Il filone dei cosiddetti "film cristiani" ha finora avuto poca presa nel nostro Paese, ma in America va alla grande: God's not dead è uno degli esempi più forti degli ultimi anni, con 64 milioni di dollari raccolti a fronte di una produzione da appena 2 milioncini. Contando che sì, è un film per famiglie, ma dal target molto preciso e settorializzato, quindi non esattamente un blockbuster. Il segreto del suo successo? Un buon cast e una morale consolatoria piuttosto spicciola in grado di gratificare il suo pubblico elettivo. Purtroppo, per quanto un'opera vada sempre giudicata in modo obiettivo e super partes, questo genere non si presta molto ad una esposizione "estesa" presso i suoi potenziali spettatori, schierandosi automaticamente da una delle due parti della barricata. Sappiamo già dove il film vorrà andare a parare prima ancora di entrare in sala: sarebbe chiaramente più interessante una visione "neutra" della questione -da sempre una delle più dibattute- ma dovendoci accontentare di questa voluta parzialità possiamo dunque solo andare avanti e giudicare il film da un punto di vista oggettivamente e puramente cinematografico. E purtroppo, in questo modo, la pellicola diretta da Harold Cronk ne esce con diverse ossa rotte, nonostante non sia del tutto da buttar via. Lo spunto è interessante, ma chiaramente la pretesa di esaurire un argomento millenario nell'arco di due ore è piuttosto risibile, calcolando poi che il vero dibattimento si svolge all'incirca solo per un terzo del film, costellato per il resto dai drammi personali e dai percorsi di fede di protagonisti e (numerosi) co-protagonisti e guest-star. Tecnicamente siamo a livelli televisivi, ma il buon utilizzo di musiche e canzoni e l'affiatato ed efficace cast (che vede protagonisti lo Shane Harper visto in tante produzioni per ragazzi nei panni di Josh e il mitico Kevin "Hercules" Sorbo in quelle del professor Radisson) rende il tutto piuttosto scorrevole, anche se raramente piacevole, inficiato com'è da personaggi tagliati con l'accetta e piuttosto insopportabili (volutamente o meno) per come vengono rappresentati.
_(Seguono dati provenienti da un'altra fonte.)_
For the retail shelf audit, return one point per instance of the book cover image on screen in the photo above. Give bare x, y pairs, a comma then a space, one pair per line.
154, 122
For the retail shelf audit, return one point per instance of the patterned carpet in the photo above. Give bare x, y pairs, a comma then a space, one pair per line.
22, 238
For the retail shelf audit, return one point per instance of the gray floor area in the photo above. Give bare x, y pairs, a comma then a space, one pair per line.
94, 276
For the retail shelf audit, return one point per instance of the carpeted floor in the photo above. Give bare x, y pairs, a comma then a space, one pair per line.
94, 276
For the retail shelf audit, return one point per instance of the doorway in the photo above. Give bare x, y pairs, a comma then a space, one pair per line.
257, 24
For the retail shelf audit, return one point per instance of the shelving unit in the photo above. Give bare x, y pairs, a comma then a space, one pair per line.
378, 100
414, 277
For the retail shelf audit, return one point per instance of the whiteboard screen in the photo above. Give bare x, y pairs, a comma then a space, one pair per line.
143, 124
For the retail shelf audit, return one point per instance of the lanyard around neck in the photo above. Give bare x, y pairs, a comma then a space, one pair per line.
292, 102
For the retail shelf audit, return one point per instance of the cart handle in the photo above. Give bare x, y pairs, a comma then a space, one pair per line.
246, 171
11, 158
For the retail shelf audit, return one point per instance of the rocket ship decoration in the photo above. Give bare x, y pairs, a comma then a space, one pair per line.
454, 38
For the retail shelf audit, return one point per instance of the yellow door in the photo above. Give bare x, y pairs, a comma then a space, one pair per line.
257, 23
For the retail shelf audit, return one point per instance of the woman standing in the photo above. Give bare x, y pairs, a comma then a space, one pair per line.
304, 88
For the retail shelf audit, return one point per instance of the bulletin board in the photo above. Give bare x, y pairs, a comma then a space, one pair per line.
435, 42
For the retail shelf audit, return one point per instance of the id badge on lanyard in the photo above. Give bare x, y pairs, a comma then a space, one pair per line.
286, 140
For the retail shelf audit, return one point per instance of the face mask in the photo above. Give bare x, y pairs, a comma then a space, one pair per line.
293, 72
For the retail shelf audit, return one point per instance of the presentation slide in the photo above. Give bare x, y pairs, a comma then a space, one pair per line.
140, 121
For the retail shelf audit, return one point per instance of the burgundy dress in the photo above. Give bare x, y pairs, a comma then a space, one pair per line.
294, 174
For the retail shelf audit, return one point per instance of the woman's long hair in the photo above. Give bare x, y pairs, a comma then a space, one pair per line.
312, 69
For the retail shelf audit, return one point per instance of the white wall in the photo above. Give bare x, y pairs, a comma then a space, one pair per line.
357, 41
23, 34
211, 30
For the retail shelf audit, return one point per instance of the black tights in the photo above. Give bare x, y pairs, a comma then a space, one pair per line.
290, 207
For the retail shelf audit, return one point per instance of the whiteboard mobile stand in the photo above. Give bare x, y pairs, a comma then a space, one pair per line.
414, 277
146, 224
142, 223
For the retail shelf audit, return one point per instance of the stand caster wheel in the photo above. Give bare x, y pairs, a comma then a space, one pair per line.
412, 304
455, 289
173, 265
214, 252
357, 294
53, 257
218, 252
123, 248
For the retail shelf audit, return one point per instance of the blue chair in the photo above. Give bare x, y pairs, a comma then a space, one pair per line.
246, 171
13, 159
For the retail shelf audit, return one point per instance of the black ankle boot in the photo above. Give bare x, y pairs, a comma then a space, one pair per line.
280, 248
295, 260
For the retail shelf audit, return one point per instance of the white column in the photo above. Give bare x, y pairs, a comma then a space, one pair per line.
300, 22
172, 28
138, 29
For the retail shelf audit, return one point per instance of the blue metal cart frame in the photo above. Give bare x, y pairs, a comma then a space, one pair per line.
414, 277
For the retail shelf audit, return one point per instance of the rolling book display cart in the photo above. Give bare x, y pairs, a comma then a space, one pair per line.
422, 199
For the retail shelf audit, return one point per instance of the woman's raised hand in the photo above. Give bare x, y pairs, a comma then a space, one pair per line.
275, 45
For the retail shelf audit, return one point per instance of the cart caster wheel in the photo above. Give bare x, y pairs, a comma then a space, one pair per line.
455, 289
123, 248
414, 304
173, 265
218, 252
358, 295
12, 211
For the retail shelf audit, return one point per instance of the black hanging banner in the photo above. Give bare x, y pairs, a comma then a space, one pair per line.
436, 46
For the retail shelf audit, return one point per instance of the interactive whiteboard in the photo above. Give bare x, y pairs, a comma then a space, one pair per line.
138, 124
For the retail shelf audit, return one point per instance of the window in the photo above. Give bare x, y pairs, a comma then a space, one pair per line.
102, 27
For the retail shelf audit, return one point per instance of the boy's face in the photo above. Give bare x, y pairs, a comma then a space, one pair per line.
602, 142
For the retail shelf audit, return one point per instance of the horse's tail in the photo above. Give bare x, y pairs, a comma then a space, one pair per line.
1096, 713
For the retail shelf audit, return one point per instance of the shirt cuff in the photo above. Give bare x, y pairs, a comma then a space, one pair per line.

God's not dead God's not dead è un film dal discreto ritmo, tempestato dalle belle canzoni di Shane Harper e dei Newsboys -che inoltre, indirettamente, tramite una loro nota canzone, danno il titolo al film, oltre a essere parte integrante della pellicola nella parte finale, ambientata ad un loro concerto- e dalle premesse interessanti. Purtroppo, però, il risultato finale, nonostante il sentito coinvolgimento degli interpreti, è mediocre, per via di una risoluzione dell'argomento di base piuttosto sempliciotta oltre che di parte, di personaggi che si rendono spesso odiosi, arroganti o supponenti (credenti o atei che siano) e di situazioni sinceramente assai pretestuose. Un progetto del genere parte già con dei limiti strutturali, e purtroppo gli eventuali meriti finiscono sommersi da molte perplessità, soprattutto per quanto riguarda il finale "a sorpresa" che ci è parso quasi eccessivo nella sua morale intrinseca. Se è vero, infatti, che spesso i credenti sono messi alla berlina da atei spesso più integralisti e discriminatori di tanti bigotti, questo non giustifica la demonizzazione della figura e delle scelte, al contrario, di atei e agnostici. Rimane, dunque, un'opera controversa e che può piacere solo a una ristretta cerchia di pubblico. In attesa del secondo capitolo, che arriverà negli USA ad aprile.